Bank-Owned & Short Sales
Short Sale Information
A “short sale” or “short pay” is when the seller owes more money on the home than what they can sell it for.
This is usually a pre-foreclosure situation. In lieu of going into foreclosure the seller asks their lender(s) to accept whatever they can receive for the sale of the home as payment in full.
This is a challenging sale/purchase and can frequently take many months to negotiate since it frequently involves negotiations with more than one lender, investors, and even mortgage insurance companies.
We are experienced in working with both buyers and sellers in these types of sales.
In Colorado this involves buying properties at auction from the Public Trustee. This is not for the novice buyer because, among other things, it requires that you be able to present good funds for the entire purchase price within hours of winning the auction. In order to accomplish this, you have to have cash or a line of credit that allows you to pay for the property immediately. Unlike buying properties from banks or in short sale, you do not always get an inspection period before the auction. You must do your due diligence prior to going to auction.

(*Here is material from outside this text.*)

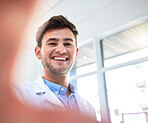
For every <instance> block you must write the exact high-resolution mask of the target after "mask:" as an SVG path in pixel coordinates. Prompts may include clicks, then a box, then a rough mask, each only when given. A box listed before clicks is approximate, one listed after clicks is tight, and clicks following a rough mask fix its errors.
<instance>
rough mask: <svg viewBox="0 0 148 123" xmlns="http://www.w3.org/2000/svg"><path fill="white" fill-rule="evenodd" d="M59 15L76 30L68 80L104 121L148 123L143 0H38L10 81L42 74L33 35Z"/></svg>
mask: <svg viewBox="0 0 148 123" xmlns="http://www.w3.org/2000/svg"><path fill="white" fill-rule="evenodd" d="M55 15H64V16H66V17H67V18H68V19H69V20H70V21H72V22H73V23H74V24H75V25H76V27H77V29H78V31H79V35H78V47H79V53H78V58H77V61H76V63H75V66H74V68H73V69H72V71H71V78H70V82H71V83H73V84H74V85H75V86H76V88H77V90H78V92H79V93H80V95H81V96H83V97H84V98H85V99H86V100H88V101H89V102H90V103H91V104H92V105H93V106H94V107H95V109H96V110H97V118H98V119H99V120H102V121H103V120H105V119H107V120H108V123H121V122H124V123H147V122H148V121H147V119H148V118H147V112H148V98H147V96H148V75H147V73H148V0H42V1H39V4H38V6H37V9H36V12H35V13H34V15H33V16H32V19H33V21H32V22H31V23H30V24H29V27H28V28H29V30H28V32H27V34H26V36H25V37H24V43H23V44H22V45H21V50H20V52H19V54H18V58H17V63H16V64H17V67H16V70H15V71H14V78H13V81H14V82H16V83H19V84H21V83H24V82H28V81H32V80H34V79H36V78H37V77H38V76H39V75H42V73H43V70H42V66H41V63H40V61H39V60H38V59H37V58H36V57H35V53H34V48H35V46H36V41H35V33H36V31H37V29H38V27H39V26H41V25H42V24H43V23H44V22H45V21H47V20H48V19H49V18H50V17H52V16H55Z"/></svg>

Usually, when buyers say they want to buy a foreclosure, they usually mean bank owned properties (those that have been taken back by the lender). These negotiations can occur fairly quickly, typically within 45 days of contract, and you can use standard financing.
It is important to work with a Realtor because not all bank owned properties are “deals”, and they frequently are in very rough condition. A good Realtor can help protect your interests.